I'm not sure what to make of myself. Sometimes I feel as though the birds are chirping and the sun is shining and all is right in the world, but there are other times that I feel miserable and downcast and wish that I was more. There are too many things for me to improve upon for me to even count or comprehend - I could be smarter, I could be better spoken, I could brush my teeth with more vigor and vim - and sometimes, when confronted with all of it, I'd rather just shut down and ask "why me." I could no sooner cease to be, though, than could any matter or energy, or for that matter any intelligence whatsoever. It seems then that the only path I can choose is to continue and progress in my chosen course.

Some people seem to choose a sort of apathetic doomsday approach to life. For them, the rain is always falling and the IRS is always on their tail to steal their money. It is better to passively complain than to seek any change, or it is better to be silent than to seek good. So many choose to walk with their eyes at their feet, looking only to where they're going and not toward what's around. But really, what's the fun in that? There's so much around to see if we just pull our heads up and decide to see it! People get trapped in filling their expensive Mercedes with expensive fuel on the way to their expensive job, and they seem to forget that they have souls. They forget to yearn and hope and chase and desire and love the good and great things in life - they forget to wonder at how magnificent everything really is and decide to peer at everything through nuclear-waste colored glasses.

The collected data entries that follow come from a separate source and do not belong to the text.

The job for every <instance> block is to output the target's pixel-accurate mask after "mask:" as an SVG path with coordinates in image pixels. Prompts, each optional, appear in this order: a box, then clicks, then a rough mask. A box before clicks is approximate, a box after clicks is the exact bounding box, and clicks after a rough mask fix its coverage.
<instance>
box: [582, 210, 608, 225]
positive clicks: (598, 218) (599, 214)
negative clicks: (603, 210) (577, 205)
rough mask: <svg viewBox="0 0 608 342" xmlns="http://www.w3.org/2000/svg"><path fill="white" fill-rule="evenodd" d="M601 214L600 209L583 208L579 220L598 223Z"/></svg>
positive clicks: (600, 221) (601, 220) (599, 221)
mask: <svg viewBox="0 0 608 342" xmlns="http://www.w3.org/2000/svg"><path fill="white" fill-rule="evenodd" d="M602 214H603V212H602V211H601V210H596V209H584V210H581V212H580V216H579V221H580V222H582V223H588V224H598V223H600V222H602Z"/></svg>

I should hardly be speaking, though. So often I forget that the grim and the bleak is transitory, that though death and taxes may be certain they are hardly the be-all end-all of our existence, and there is so much happiness to be attained through other means. The simple things can often be so fulfilling; pedalling away on my (overpriced, underused) bicycle through glade and glen as I search for new places in my mind and on the road leaves me feeling elated about myself and others in a way that I rarely otherwise experience. I think everyone has a sort of special place to go, in which they can experience the flow - the quiet, content, and intent focus - that makes things meaningful and special where before they were simply the mundane. I know people that love to rock climb. There are others that like to paint, or sing, or dance, or run, or any number of other things that make them, for that brief moment in time, free.

It seems, as I think about it, that we desire entirely to be free but sometimes don't know how to accomplish it. War is wonderful and swords are stupendous, but the things that really make us happy and that drive us internally are our own personal arts. I find an artistic beauty in the whirring of my wheels and chain as I drive myself along, being an engine and deciding my speed and my path as my faculties combine to propel me down the black tarmac. Similarly, those with greater fine motor control than your average whale probably find great joy in taking what is in their mind and filling a canvas with it. Art can come in so many different forms, and it seems that we need it to live and survive.

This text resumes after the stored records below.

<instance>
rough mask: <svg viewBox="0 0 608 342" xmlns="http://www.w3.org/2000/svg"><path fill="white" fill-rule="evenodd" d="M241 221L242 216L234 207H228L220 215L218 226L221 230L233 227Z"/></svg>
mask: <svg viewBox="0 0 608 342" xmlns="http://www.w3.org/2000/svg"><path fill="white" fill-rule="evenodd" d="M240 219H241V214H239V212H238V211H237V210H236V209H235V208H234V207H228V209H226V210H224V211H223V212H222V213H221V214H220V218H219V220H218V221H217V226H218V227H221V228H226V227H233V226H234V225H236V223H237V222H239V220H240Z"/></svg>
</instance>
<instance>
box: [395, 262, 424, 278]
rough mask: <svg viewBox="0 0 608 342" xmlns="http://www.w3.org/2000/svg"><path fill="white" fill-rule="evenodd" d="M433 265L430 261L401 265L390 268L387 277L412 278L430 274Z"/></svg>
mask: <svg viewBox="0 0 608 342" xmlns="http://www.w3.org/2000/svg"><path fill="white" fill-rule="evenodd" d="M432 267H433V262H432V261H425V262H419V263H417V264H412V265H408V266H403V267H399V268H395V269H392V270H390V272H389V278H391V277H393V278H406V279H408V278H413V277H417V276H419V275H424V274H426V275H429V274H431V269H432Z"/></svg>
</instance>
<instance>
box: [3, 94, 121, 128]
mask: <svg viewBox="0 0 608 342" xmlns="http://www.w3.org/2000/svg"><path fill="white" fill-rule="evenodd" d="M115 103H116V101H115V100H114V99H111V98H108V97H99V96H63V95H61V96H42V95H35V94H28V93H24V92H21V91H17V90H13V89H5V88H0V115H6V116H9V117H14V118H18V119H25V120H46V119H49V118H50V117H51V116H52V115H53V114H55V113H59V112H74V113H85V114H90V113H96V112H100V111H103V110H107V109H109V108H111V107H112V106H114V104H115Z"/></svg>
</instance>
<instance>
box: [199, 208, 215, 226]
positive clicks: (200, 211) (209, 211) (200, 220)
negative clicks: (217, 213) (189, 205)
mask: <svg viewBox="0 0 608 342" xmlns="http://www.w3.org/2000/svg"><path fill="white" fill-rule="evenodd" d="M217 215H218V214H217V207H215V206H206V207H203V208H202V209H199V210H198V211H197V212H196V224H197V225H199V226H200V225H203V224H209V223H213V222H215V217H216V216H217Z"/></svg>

I don't know what direction my life is going to take, but I'm very much excited to find out and get there. Anticipation can be a wonderful and evil thing, and it's with great joy (and sometimes greater duress) that I look toward that bright and glorious future (by which I'm NOT referring to socialism). Hopefully I'll remember to continue as I ought, and though my feet may be on the road less traveled by, I can keep my chin up and be alert, and that will make all the difference.